NIM Operator Observability#

Install Prometheus#

Use Promethues to scrape metric data from microservices.

  1. Install Prometheus with Helm.

    $ helm repo add prometheus-community https://prometheus-community.github.io/helm-charts
    $ helm repo update
    
    $ helm install kube-prometheus-stack prometheus-community/kube-prometheus-stack --namespace prometheus --create-namespace
    

    NVIDIA development and testing used the Prometheus Community Kubernetes Helm Charts.

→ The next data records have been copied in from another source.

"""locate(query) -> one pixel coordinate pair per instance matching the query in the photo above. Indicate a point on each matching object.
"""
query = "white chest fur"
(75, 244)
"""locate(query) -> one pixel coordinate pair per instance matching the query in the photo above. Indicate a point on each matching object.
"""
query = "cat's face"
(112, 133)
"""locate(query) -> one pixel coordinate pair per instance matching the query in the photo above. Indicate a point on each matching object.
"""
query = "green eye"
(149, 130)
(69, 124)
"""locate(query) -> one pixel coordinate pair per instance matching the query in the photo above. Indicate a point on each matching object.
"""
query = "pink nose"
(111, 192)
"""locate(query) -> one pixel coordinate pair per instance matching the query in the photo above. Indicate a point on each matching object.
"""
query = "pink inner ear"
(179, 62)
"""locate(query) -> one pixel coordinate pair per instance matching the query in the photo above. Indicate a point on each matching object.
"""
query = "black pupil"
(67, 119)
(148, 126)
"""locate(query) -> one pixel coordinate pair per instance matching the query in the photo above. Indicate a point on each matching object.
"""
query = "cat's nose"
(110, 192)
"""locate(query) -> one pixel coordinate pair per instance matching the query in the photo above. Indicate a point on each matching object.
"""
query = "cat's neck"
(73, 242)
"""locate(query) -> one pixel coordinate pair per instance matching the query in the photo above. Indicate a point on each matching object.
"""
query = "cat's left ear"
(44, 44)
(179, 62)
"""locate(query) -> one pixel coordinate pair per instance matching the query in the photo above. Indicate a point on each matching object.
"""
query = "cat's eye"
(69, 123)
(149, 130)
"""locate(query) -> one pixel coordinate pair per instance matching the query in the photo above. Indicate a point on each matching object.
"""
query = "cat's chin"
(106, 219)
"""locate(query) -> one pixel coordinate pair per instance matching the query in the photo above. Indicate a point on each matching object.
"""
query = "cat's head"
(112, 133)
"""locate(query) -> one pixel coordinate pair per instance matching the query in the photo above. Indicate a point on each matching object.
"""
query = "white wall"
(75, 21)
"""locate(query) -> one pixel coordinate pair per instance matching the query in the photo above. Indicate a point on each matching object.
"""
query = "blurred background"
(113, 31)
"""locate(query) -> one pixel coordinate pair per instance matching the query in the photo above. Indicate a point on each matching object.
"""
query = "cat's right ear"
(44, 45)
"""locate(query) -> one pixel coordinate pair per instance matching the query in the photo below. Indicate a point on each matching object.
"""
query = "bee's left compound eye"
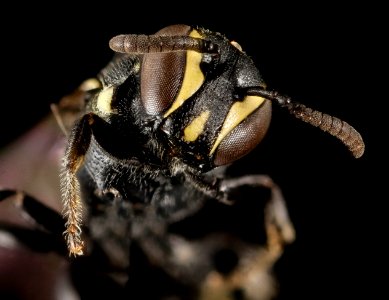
(253, 116)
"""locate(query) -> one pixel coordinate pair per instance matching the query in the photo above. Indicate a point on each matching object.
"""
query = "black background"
(327, 57)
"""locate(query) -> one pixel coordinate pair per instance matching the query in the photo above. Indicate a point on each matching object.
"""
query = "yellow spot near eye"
(236, 45)
(104, 100)
(90, 84)
(238, 112)
(193, 77)
(196, 127)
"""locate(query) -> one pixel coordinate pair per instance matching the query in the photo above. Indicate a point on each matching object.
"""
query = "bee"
(148, 145)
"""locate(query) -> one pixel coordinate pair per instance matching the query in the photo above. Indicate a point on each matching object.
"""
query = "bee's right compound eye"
(235, 142)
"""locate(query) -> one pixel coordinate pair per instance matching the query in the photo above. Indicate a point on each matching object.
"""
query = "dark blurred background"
(325, 56)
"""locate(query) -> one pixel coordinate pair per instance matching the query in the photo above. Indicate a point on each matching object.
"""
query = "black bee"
(148, 142)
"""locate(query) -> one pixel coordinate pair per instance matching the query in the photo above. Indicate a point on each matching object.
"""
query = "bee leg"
(77, 147)
(279, 228)
(31, 222)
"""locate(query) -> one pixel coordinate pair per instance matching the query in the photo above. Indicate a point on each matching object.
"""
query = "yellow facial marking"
(193, 77)
(90, 84)
(236, 45)
(238, 112)
(104, 100)
(196, 127)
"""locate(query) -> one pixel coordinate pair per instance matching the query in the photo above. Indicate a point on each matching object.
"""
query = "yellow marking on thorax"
(238, 112)
(193, 77)
(104, 100)
(196, 127)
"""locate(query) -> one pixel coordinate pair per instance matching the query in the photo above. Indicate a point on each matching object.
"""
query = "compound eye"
(245, 136)
(168, 79)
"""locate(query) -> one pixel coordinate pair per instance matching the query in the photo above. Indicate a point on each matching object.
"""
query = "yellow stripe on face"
(196, 127)
(104, 100)
(238, 112)
(193, 77)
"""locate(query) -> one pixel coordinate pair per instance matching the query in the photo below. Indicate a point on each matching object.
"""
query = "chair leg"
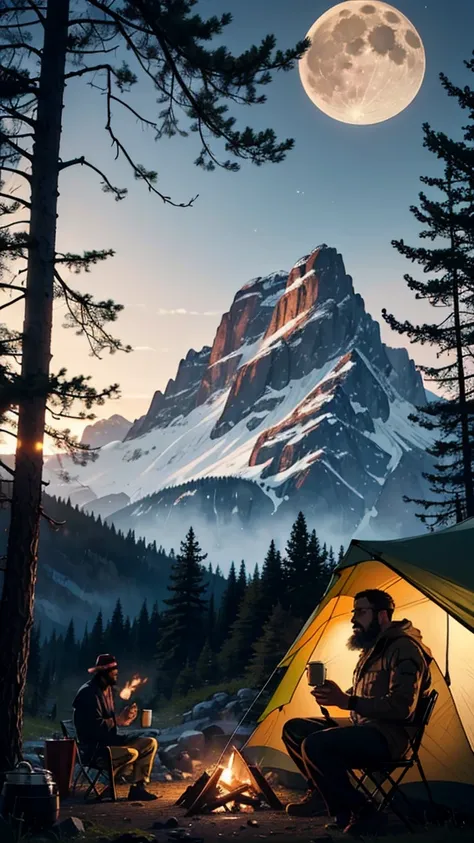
(424, 780)
(92, 785)
(111, 774)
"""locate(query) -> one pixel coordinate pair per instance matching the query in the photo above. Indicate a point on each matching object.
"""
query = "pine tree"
(242, 582)
(184, 621)
(331, 563)
(236, 651)
(84, 650)
(229, 606)
(143, 632)
(272, 580)
(129, 648)
(279, 632)
(211, 623)
(206, 667)
(115, 633)
(69, 651)
(166, 43)
(295, 568)
(33, 696)
(155, 628)
(316, 574)
(45, 683)
(186, 680)
(96, 640)
(447, 219)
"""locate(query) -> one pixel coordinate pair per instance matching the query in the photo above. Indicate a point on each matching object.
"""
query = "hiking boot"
(139, 793)
(368, 822)
(310, 806)
(339, 822)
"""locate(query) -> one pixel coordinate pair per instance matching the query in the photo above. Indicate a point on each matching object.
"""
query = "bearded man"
(391, 676)
(96, 724)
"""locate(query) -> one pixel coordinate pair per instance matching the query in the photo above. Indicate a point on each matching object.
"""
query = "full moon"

  2. Optional: If you do not have a default storage class, add the following command-line arguments:

    --set server.persistentVolume.storageClass=<storage-class> --set alertmanager.persistence.storageClass=<storage-class>
    
  3. Install Prometheus Adapter.

    helm upgrade --install prometheus-adapter prometheus-community/prometheus-adapter     --namespace prometheus-adapter     --create-namespace     --set prometheus.url=http://kube-prometheus-stack-prometheus.prometheus.svc.cluster.local     --set prometheus.port="9090"    
    

Configuration Metrics#

To enable metrics, add spec.metrics into your NIMService or NeMo microservice custom resource.

  metrics:
    enabled: true
    serviceMonitor:
      additionalLabels:
        release: kube-prometheus-stack

Annotate the NIM Operator metrics service so that Prometheus scrapes metrics:

$ kubectl annotate -n nim-operator svc k8s-nim-operator-metrics-service prometheus.io/scrape=true

Metrics#

Metric Name

Type

Description

nimCache_status_total

gauge

Specifies the number of NIM cache resources in each of the following states:

  • Failed

  • InProgress

  • NotReady

  • PVC-Created

  • Pending

  • Ready

  • Started

  • Unknown

  • all

nimService_status_total

gauge

Specifies the number of NIM service resources in each of the following states:

  • Failed

  • NotReady

  • Pending

  • Ready

  • Unknown

  • all

nimPipeline_status_total

gauge

Specifies the number of NIM pipeline resources in each of the following states:

  • Failed

  • NotReady

  • Ready

  • Unknown

  • all

In addition to the metrics for the custom resources in the preceding table, the Operator produces the following common Kubernetes controller metrics:

  • controller_runtime_active_workers

  • controller_runtime_max_concurrent_reconciles

  • controller_runtime_reconcile_errors_total

  • controller_runtime_reconcile_panics_total

  • controller_runtime_reconcile_time_seconds

  • controller_runtime_reconcile_total

  • controller_runtime_terminal_reconcile_errors_total

  • controller_runtime_webhook_panics_total

  • workqueue_adds_total

  • workqueue_depth

  • workqueue_longest_running_processor_seconds

  • workqueue_queue_duration_seconds

  • workqueue_retries_total

  • workqueue_unfinished_work_seconds

  • workqueue_work_duration_seconds

Refer to https://book.kubebuilder.io/reference/metrics-reference for information about the common metrics.